Una Constitución democrática destinada a regir los destinos políticos de países plurales, a veces incluso profundamente fracturados, en los cuales conviven visiones diversas y a veces diametralmente opuestas, debe cumplir al menos con dos prerrequisitos indispensables. En primer lugar, sus normas necesitan ser diseñadas de tal manera que permitan que gobiernen tanto los partidos de izquierda como de derecha, y por ello no pueden incluir políticas sustantivas que eventualmente impedirían que un programa de gobierno determinado, aunque mayoritariamente aprobado, pueda ser implementado.
En segundo término, es indispensable que los derechos y libertades clásicas —sin los cuales es irrisorio hablar de Constitución democrática— estén clara y firmemente establecidos, pues necesitamos poder pensar libremente lo que queremos, expresar nuestras ideas, asociarnos con quien queramos para distintos fines, movernos dentro y fuera del territorio, adherir a nuestras propias creencias, profesar nuestro culto preferido, elegir a quienes nos gobiernan, emprender los trabajos preferidos y mantener nuestra propiedad protegida.
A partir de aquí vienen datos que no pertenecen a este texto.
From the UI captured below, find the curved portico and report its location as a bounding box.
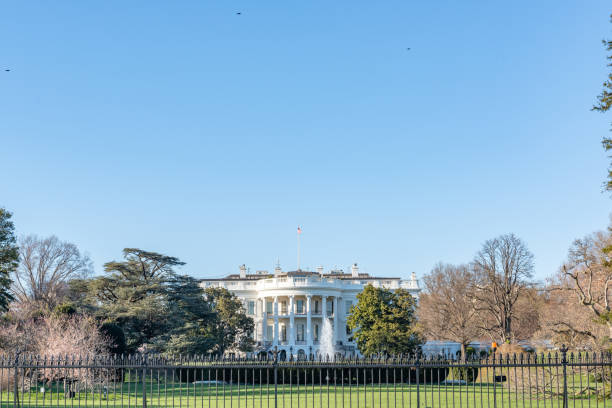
[202,265,419,357]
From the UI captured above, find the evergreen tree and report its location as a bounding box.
[204,287,255,355]
[89,248,184,352]
[0,208,19,312]
[347,285,423,356]
[593,15,612,191]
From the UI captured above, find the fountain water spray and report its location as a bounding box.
[319,317,336,360]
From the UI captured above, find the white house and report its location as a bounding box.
[201,264,420,358]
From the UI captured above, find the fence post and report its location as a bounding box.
[142,353,147,408]
[561,344,568,408]
[414,353,421,408]
[13,351,21,408]
[272,346,278,408]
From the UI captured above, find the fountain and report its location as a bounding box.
[319,317,336,360]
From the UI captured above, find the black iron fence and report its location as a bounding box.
[0,351,612,408]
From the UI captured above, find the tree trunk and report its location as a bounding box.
[504,317,512,341]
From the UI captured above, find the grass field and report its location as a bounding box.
[0,383,612,408]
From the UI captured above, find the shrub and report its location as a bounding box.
[100,322,127,354]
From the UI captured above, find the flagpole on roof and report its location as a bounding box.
[298,226,302,272]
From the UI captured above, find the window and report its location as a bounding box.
[247,300,255,316]
[344,300,353,314]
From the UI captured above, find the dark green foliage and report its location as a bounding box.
[156,276,218,354]
[204,288,255,355]
[88,248,254,354]
[89,248,184,352]
[593,15,612,191]
[100,322,127,354]
[53,302,77,316]
[0,208,19,312]
[453,367,478,383]
[347,285,423,356]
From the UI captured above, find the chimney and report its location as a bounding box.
[351,263,359,278]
En la medida en que estas libertades están garantizadas, ello obviamente excluye necesariamente, en la práctica, a gobiernos de ideologías totalitarias incompatibles con esas mismas libertades.
La democracia depende no solamente de normas e instituciones, sino que exige ciertos intangibles no menos importantes. Su legitimidad depende no solo de su origen, sino también de la capacidad de cumplir con su cometido principal, que es asegurar las libertades contra posibles abusos de poder de los gobiernos y ofrecer gobernabilidad.
Vargas Llosa nos dice que la falta de confianza, que se ha definido como el cemento que pega las instituciones, es una de las razones por las cuales estas fracasan. Efectivamente, se requiere una ciudadanía que confíe en sus instituciones, que tenga la convicción de que estas existen para garantizar la seguridad , la justicia y los derechos personales de todos. Sin confianza, no hay posibilidad de capital social ni de acuerdos espontáneos; y todas las actividades de los seres humanos deben, por lo tanto, ser legisladas, reguladas y controladas por factores externos, porque los individuos no son capaces de ejercitar la cooperación espontánea.
En los últimos tiempos, en Chile hemos experimentado una triste historia de elusiva gobernabilidad. Han fallado los regímenes políticos, los sistemas electorales y la organización de partidos eficaces, idóneos, disciplinados, representativos y con un ideario claro y compartido, que permitan la fluidez de los gobiernos y un cierto grado de cooperación entre estos y la oposición.
Hay otros factores exógenos a la organización de los gobiernos, pero que influyen y hacen más o menos posible la gobernabilidad en los países. Principalmente, me refiero a la pobreza, que no permite la incorporación activa de vastos sectores de la sociedad al sistema democrático y a la organización económica. Altos grados de desigualdad amenazan también la cohesión social en forma permanente, como asimismo, la diversidad étnica, cuando esta lleva asociados altos grados de conflictividad y, principalmente, si es utilizada —como es el caso en Latinoamérica— para fines políticos antisistémicos y más aún si está vinculada al narcotráfico.
En suma, la legitimidad proviene de la capacidad de los gobiernos de garantizar la libertad, el orden y la seguridad pública dentro del marco de la ley y del Estado de Derecho; y de asegurar eficacia en la resolución de los problemas concretos de las personas y para implementar, a través de un servicio civil profesional ágil, las políticas de desarrollo y las reformas económicas que se acuerden para elevar el nivel de vida de los más necesitados.